The Common Good
ERRATA: The original version of this post asserted that Catholics for the Common Good were the organizers of the West Cost Walk for Life. This is incorrect. While CCG has certainly been a supporter of the event, the Walk for Life is organized by an independent organization that has no connection with CCG. The author apologizes for the mistake and has deleted the sentence in question from this post.–P.N.
I’ve come across two organizations of lay Catholics in the last year that both have the phrase “common good” in their name.
The first—a San Francisco based group—is known as “Catholics for the Common Good.” Taking a page from former Boston Mayor Ray Flynn (who appears to have some kind of advisory relationship to the group), they style themselves as “pro-life, pro-family and pro-poor.”
CCG’s web site advertises its commitment to the fullness of Catholic teaching, including service to the poor and vulnerable. I must say, though, that the e-mails I have received from the group this year have been almost exclusively around issues dealing with abortion, assisted suicide and homosexuality.

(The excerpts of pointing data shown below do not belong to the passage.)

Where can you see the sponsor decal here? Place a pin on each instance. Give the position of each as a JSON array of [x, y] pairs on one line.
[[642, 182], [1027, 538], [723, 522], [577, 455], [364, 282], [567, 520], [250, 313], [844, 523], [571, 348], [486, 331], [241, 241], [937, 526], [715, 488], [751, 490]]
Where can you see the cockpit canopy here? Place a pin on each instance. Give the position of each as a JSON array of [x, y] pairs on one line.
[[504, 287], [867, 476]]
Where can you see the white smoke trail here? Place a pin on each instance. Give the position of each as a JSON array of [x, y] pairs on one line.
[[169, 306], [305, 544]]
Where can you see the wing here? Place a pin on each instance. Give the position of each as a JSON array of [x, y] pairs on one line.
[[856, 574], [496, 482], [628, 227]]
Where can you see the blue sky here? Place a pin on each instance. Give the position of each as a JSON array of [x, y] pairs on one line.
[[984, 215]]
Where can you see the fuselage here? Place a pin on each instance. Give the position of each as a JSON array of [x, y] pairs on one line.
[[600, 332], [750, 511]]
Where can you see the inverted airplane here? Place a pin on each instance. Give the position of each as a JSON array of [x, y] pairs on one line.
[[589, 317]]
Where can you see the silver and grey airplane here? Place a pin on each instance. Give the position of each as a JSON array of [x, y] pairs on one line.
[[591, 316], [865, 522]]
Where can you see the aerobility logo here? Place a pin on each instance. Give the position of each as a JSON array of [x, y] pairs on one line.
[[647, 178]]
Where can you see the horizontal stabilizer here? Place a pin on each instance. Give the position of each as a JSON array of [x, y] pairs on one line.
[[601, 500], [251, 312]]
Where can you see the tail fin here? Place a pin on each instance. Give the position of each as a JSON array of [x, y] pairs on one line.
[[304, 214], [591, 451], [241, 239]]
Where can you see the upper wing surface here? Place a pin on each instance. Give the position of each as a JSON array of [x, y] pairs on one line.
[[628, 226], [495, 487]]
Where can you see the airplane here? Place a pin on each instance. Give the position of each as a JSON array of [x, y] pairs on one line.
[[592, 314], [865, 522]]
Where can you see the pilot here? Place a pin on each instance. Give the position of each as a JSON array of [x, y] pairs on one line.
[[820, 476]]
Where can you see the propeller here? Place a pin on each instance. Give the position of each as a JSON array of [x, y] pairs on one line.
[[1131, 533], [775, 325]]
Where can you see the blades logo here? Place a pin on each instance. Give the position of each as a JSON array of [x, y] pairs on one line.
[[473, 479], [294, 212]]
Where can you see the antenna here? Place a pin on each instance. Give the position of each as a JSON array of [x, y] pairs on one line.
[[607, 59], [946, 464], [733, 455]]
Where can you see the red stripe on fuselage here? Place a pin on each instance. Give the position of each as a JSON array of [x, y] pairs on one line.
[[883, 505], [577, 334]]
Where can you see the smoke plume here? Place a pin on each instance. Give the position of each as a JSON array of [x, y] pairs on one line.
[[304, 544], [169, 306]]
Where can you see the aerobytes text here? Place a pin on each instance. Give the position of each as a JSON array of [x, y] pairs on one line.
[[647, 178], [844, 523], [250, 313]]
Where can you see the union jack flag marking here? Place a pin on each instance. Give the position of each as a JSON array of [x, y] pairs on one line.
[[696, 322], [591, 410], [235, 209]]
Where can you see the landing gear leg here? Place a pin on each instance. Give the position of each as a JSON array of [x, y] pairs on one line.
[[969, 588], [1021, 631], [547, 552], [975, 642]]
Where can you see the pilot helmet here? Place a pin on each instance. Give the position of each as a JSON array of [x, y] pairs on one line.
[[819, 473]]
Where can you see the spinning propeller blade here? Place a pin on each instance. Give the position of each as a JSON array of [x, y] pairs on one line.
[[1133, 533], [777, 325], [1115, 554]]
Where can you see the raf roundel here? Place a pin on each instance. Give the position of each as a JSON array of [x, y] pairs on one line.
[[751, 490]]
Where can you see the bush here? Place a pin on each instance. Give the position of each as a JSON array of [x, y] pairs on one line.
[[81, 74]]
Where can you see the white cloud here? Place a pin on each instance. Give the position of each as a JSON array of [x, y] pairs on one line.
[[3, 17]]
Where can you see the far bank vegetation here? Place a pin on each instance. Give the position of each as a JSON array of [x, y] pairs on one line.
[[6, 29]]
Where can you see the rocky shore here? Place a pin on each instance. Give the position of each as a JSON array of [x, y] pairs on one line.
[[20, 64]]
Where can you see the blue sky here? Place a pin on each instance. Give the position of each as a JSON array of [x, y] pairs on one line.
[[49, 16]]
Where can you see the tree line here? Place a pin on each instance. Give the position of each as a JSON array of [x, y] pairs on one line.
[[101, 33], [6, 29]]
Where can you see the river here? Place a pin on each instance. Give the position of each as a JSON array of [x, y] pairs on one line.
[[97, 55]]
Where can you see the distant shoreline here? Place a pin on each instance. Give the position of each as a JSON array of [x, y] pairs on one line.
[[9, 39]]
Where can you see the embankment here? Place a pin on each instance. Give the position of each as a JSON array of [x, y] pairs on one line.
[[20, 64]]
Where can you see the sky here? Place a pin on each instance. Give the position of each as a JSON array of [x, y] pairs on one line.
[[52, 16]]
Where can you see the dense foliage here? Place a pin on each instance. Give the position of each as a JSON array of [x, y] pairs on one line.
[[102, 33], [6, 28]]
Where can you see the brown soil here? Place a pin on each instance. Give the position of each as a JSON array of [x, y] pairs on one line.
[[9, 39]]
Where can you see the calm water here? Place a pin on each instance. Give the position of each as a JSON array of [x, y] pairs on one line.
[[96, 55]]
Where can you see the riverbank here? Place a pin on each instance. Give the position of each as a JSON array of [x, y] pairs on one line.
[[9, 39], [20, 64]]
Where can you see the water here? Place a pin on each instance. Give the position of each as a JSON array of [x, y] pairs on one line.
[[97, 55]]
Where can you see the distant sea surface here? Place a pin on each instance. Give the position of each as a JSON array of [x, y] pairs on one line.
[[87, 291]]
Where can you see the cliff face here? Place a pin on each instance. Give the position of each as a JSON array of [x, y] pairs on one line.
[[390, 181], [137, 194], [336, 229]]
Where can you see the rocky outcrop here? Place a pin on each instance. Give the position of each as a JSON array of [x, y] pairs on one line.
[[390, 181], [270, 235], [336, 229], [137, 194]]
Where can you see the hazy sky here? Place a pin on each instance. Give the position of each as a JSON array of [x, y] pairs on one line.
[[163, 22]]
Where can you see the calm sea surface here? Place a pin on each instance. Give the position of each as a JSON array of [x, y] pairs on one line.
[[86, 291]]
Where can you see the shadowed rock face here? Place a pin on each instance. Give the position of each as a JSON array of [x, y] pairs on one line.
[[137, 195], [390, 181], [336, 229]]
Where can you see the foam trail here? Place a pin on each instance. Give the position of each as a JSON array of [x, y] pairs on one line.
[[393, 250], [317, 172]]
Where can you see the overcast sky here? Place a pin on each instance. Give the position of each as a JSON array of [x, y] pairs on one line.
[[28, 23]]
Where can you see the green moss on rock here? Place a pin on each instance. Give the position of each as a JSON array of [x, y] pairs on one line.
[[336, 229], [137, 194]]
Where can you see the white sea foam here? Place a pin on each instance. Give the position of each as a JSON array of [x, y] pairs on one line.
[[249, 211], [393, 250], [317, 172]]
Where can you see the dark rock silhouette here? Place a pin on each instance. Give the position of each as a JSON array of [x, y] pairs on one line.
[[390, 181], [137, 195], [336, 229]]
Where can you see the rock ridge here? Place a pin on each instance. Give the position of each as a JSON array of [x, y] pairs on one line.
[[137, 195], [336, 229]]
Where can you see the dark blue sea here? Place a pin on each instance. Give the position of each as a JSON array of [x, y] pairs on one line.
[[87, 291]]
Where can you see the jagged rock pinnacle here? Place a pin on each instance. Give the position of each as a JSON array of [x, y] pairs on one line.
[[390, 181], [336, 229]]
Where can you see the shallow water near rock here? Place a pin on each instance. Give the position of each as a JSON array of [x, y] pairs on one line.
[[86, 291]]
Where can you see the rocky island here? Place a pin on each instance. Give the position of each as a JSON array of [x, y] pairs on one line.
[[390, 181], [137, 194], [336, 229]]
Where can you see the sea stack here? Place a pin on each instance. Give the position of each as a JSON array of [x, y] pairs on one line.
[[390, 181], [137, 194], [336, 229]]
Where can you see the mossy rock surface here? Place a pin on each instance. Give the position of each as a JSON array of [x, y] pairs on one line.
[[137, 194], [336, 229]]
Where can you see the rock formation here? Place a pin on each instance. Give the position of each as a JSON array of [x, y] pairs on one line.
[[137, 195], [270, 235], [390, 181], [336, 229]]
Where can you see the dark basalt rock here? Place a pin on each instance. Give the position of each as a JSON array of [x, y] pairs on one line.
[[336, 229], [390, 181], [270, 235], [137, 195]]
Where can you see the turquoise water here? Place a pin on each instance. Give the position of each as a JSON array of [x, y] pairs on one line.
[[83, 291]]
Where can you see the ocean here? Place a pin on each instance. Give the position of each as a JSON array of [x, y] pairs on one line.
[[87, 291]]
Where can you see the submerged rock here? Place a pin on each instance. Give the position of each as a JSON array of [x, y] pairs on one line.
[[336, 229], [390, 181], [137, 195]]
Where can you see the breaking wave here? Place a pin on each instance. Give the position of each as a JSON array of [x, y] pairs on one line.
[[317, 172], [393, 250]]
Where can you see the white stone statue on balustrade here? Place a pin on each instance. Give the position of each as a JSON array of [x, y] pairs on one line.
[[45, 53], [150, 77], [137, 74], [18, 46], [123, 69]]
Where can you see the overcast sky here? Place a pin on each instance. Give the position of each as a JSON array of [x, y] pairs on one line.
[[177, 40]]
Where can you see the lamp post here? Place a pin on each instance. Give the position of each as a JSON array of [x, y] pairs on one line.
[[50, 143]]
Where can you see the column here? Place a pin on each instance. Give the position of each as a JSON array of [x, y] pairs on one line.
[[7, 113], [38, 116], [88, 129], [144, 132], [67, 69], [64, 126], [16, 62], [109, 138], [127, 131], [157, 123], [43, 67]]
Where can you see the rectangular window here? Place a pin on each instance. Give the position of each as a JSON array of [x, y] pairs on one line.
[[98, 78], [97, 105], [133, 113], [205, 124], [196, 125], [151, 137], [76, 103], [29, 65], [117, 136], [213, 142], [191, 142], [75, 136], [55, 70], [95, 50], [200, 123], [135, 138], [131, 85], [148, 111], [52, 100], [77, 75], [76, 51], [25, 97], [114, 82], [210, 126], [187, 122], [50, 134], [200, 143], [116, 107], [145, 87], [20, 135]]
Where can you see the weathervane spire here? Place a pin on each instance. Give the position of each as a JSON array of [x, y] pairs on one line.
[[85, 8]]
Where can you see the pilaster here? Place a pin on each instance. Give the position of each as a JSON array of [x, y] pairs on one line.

Now the other group I have come across is known as Catholics in Alliance for the Common Good. They are committed to “promoting the fullness of the Catholic Social Tradition in the public square.” The group was founded in 2004 and appears to have connections to individuals and organizations concerned that a one-sided view of Catholic social teaching was being communicated to the public during the last presidential election.
As is the case with CCG, this group supports a number of things with which I have no argument. But I have to say I was caught a little off guard by their discussion of a key element of Catholic Social Teaching, the “dignity of the human person:”
Life does not end at birth; nor should our work to protect and preserve it. The Catholic Church believes that every human life – whether young or old, guilty or innocent, born or unborn – is both precious and sacred, thus making the preservation of human dignity of the utmost importance. It remains as the fundamental foundation for all principles and elements of social teaching.
Now there is nothing here that is, strictly speaking, objectionable. But it is hard to deny that the overall effect is to subtly mute the Church’s full throated defense of the unborn. The phrasing of the first line also reinforces the pernicious idea—repeated at every opportunity by abortion rights advocates—that pro-life people do not care about children after they are born.
So while I value many of the things done by both of these organizations, I wonder whether either will be able to build bridges across the political divide that seemed to have emerged within the Church. There seems to be little in CCG’s agenda that would trouble the conscience of a politically conservative person, just as there seems to be little in the Catholic Alliance’s agenda that would trouble the conscience of a politically liberal person.
Yet if the example of Jesus is any guide, one of the things that Christians must do is trouble the consciences of those closest to us. It is precisely those Catholics who have strong ties to contemporary political liberalism who most need to be raising their voices in defense of the unborn, just as it is those Catholics who have strong ties to contemporary political conservatism who most need to be advocates for the poor and vulnerable.